AgentOps — A set of tools for tracking and benchmarking AI agents, helping you spot any issues and optimize performance before they impact users.
AgentBench — A benchmark tool for evaluating LLM agents across various tasks and environments, from web browsing to gaming, ensuring versatility and effectiveness.
Monitoring
openllmetry — Provides end-to-end observability for LLM applications using OpenTelemetry, giving you a clear view of agent performance and helping you troubleshoot and optimize quickly.
AgentOps — A comprehensive monitoring tool that tracks agent performance, cost, and benchmarking, helping you ensure your agents are efficient and within budget.
Simulation
AgentVerse — Supports deploying multiple LLM-based agents across diverse applications and simulations, ensuring effective functioning in various environments.
Tau-Bench — A benchmarking tool that evaluates agent-user interactions in specific industries like retail or airlines, ensuring smooth handling of domain-specific tasks.
ChatArena — A multi-agent language game environment where agents interact, ideal for studying agent behavior and refining communication patterns in a safe, controlled space.
AI Town — A virtual environment where AI characters interact socially, test decision-making, and simulate real-world scenarios, helping to fine-tune agent behavior.

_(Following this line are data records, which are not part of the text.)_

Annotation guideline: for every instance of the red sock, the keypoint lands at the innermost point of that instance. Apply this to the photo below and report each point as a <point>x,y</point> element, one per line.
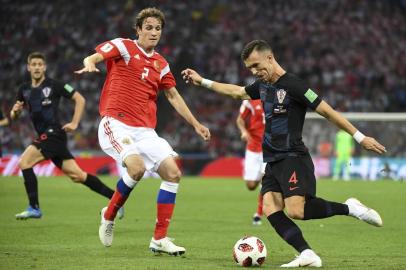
<point>164,215</point>
<point>115,203</point>
<point>260,203</point>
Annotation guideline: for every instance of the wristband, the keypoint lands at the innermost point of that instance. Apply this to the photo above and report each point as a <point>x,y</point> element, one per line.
<point>206,83</point>
<point>358,136</point>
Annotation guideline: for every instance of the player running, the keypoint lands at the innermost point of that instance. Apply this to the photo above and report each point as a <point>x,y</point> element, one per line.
<point>135,74</point>
<point>289,180</point>
<point>41,95</point>
<point>251,123</point>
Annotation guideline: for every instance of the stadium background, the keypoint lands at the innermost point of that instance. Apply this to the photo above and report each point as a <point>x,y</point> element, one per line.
<point>352,52</point>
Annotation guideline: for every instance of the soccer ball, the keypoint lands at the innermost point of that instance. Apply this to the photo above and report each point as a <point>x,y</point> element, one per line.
<point>249,251</point>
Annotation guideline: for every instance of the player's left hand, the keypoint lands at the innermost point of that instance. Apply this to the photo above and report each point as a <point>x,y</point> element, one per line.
<point>371,144</point>
<point>203,131</point>
<point>69,127</point>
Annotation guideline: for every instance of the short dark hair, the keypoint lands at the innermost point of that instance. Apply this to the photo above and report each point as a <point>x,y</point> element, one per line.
<point>255,45</point>
<point>149,12</point>
<point>35,55</point>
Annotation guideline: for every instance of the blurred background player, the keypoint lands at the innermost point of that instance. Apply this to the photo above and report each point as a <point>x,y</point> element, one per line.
<point>289,181</point>
<point>344,148</point>
<point>135,75</point>
<point>42,95</point>
<point>251,123</point>
<point>4,121</point>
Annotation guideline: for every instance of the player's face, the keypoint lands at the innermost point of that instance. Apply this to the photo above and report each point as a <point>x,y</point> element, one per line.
<point>150,33</point>
<point>260,65</point>
<point>37,68</point>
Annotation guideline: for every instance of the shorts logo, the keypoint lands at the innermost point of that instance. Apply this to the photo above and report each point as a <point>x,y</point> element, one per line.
<point>281,94</point>
<point>157,66</point>
<point>293,180</point>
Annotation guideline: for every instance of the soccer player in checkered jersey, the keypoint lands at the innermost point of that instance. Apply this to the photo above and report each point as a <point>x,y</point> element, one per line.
<point>4,121</point>
<point>289,181</point>
<point>135,74</point>
<point>251,123</point>
<point>41,96</point>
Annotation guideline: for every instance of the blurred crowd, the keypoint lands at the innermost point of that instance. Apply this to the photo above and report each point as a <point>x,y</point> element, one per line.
<point>352,52</point>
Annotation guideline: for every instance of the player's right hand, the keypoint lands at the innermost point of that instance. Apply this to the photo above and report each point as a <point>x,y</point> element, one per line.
<point>371,144</point>
<point>18,107</point>
<point>191,76</point>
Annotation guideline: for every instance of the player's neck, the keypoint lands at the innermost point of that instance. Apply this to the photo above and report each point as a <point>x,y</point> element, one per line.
<point>146,49</point>
<point>37,82</point>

Generative Agents — A Stanford project focused on creating human-like agents that simulate complex behaviors, perfect for testing memory and decision-making in social contexts.
Vertical Agents
Gurubase - Gurubase lets you add an "Ask AI" button to your technical docs, turning your content into an AI assistant.
OpenHands — A platform for software development agents powered by AI, designed to automate coding tasks and speed up the development process.

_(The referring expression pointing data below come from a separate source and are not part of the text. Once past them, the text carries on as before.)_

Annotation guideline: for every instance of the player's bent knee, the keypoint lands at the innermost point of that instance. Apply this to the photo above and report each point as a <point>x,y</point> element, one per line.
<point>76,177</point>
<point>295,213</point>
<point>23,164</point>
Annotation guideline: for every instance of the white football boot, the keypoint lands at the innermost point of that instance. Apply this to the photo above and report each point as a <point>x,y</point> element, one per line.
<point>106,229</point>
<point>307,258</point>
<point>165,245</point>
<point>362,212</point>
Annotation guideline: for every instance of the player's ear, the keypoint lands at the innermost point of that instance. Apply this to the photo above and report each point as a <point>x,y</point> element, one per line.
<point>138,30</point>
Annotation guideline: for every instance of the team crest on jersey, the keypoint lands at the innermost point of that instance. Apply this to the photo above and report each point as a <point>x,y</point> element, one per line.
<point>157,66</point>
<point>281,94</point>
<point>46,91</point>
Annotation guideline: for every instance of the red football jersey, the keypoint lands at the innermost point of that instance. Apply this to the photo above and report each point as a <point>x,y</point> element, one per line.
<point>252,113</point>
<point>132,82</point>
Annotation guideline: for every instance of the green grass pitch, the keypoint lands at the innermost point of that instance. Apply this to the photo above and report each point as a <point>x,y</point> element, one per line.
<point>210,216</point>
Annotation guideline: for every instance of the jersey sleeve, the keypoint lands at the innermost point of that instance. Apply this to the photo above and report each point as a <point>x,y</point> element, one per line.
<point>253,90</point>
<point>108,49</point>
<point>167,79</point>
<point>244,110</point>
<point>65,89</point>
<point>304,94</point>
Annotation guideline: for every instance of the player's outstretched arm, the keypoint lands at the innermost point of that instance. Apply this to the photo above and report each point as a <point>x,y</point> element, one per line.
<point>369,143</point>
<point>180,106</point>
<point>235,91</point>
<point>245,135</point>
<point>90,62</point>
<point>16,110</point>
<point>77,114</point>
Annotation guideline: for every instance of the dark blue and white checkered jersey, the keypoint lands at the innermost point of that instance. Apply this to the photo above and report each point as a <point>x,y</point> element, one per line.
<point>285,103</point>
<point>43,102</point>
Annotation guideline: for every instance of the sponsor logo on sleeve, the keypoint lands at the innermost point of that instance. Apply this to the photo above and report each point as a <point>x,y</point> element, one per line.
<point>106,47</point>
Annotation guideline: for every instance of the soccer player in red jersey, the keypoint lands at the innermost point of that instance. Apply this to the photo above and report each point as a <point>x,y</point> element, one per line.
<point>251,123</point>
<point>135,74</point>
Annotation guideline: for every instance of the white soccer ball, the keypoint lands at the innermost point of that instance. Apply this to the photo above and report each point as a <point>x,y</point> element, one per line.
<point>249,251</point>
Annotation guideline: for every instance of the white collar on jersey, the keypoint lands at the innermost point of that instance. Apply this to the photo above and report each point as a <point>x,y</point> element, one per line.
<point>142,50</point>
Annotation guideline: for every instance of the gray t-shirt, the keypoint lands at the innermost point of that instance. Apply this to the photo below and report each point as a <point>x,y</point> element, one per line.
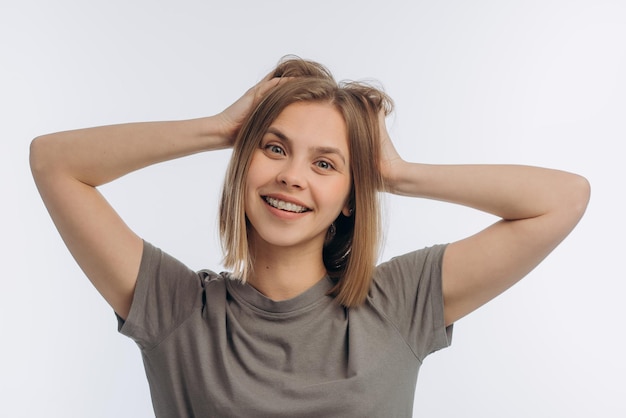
<point>214,347</point>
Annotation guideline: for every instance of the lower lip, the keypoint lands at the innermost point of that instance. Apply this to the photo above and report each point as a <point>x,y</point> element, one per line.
<point>283,214</point>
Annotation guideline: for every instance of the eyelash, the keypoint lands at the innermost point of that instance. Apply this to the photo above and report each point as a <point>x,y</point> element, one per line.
<point>277,149</point>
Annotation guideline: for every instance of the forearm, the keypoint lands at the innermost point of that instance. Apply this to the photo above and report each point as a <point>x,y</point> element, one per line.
<point>508,191</point>
<point>98,155</point>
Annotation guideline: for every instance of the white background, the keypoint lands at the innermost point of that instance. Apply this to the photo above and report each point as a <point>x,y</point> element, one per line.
<point>529,82</point>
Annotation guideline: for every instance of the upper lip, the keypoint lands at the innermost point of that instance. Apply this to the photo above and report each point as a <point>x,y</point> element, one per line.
<point>288,199</point>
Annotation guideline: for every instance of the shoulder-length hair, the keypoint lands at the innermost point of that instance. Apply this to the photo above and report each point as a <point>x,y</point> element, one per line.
<point>350,253</point>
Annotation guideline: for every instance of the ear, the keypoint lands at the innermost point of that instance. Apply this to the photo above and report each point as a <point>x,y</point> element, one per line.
<point>347,210</point>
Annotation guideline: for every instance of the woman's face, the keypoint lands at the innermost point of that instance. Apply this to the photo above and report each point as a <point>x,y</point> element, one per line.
<point>299,178</point>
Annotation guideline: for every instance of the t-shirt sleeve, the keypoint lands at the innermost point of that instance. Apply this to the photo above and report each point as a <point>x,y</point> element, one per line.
<point>166,293</point>
<point>408,291</point>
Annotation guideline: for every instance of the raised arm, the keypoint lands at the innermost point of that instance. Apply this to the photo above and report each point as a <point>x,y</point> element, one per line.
<point>538,207</point>
<point>69,166</point>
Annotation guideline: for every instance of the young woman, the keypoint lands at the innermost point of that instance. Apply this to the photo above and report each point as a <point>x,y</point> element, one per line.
<point>305,325</point>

aider— A pair programming tool that integrates directly with your terminal, offering an AI co-pilot to assist right in your coding environment.
GPT Engineer— Build applications using natural language; simply describe what you want, and the AI will clarify and generate the necessary code.
screenshot-to-code — Converts screenshots into fully functional websites with HTML, Tailwind, React, or Vue, great for turning design ideas into live code quickly.
GPT Researcher—An autonomous agent that conducts comprehensive research, analyzes data, and writes reports, streamlining the research process.
Vanna — Interact with your SQL database using natural language queries; no more complicated SQL commands, just ask questions, and Vanna retrieves the data.